Selon lui, le nœud du problème vient principalement du fait que HMR dessert une population beaucoup plus grande aujourd’hui qu’au moment de la construction de son premier pavillon, dans les années 1950.
En effet, selon les informations transmises par le CIUSSS, les deux centres hospitaliers du territoire, HMR et l’Hôpital Santa-Cabrini, prennent en charge 27% de la population montréalaise, alors qu’ils gèrent 19% du parc de civières et 17% des lits d’hospitalisation de l’île de Montréal. « L’augmentation du nombre de lits qui découlera de la construction du nouvel hôpital aura un impact plus que favorable sur notre capacité de prise en charge des besoins de la collectivité », entrevoit le CIUSSS.
En attendant la reconstruction de HMR, dont l’ouverture est prévue entre 2033-2035, il faudra aussi s’attaquer à un autre problème qui guette le système de santé partout au Québec, note M. Cloutier : le vieillissement de la population. « C’est une chaîne. Si on ne peut pas libérer nos lits en CHSLD (Centres d’hébergement et de soins de longue durée), alors nous ne pouvons pas libérer nos lits en hôpital, et donc nous ne pouvons pas monter nos patients des urgences sur les étages.

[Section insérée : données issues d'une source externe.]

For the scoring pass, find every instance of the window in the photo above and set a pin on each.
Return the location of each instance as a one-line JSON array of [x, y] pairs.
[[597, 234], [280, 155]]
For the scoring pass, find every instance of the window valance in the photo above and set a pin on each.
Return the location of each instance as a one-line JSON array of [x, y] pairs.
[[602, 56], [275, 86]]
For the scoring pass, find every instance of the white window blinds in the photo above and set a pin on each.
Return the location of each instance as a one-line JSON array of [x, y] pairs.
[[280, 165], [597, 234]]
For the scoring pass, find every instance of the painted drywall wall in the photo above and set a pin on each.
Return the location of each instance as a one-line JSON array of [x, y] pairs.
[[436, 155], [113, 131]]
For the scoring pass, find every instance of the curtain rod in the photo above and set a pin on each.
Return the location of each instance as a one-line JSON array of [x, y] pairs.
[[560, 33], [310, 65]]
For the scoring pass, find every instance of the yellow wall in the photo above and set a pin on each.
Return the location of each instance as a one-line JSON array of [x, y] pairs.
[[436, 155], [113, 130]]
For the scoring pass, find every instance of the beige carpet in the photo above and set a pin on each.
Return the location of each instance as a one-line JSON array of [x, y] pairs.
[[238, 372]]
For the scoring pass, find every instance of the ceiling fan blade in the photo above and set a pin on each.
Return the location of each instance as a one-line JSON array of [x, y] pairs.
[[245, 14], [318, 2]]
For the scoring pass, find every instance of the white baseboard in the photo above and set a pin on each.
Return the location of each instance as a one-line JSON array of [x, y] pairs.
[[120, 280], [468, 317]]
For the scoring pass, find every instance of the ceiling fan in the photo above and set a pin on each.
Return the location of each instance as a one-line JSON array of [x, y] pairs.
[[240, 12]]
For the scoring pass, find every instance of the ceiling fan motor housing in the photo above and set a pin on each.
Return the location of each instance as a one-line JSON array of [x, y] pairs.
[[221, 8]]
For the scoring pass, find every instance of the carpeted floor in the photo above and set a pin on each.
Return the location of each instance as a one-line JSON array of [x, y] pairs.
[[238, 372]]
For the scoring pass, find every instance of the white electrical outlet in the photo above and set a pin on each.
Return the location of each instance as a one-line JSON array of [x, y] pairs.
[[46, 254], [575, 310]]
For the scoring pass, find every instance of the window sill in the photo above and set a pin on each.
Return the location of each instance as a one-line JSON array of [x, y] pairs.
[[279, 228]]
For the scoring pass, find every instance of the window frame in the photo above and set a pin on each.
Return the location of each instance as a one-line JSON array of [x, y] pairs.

Cela n’aide pas à l’engorgement aux urgences, car il nous manque beaucoup de lits d’hospitalisation », constate-t-il.
La pression démographique sera persistante pendant encore une quinzaine d’années, anticipe-t-il, puisque la génération des baby-boomers fera gonfler les rangs des aînés aux Québec lors de cette période. « La pression [sur les services de santé] va demeurer forte, parce que la grande majorité des soins que reçoivent les gens, ça se produit durant leurs dernières années de vie. On n’y échappera pas », souligne M. Cloutier.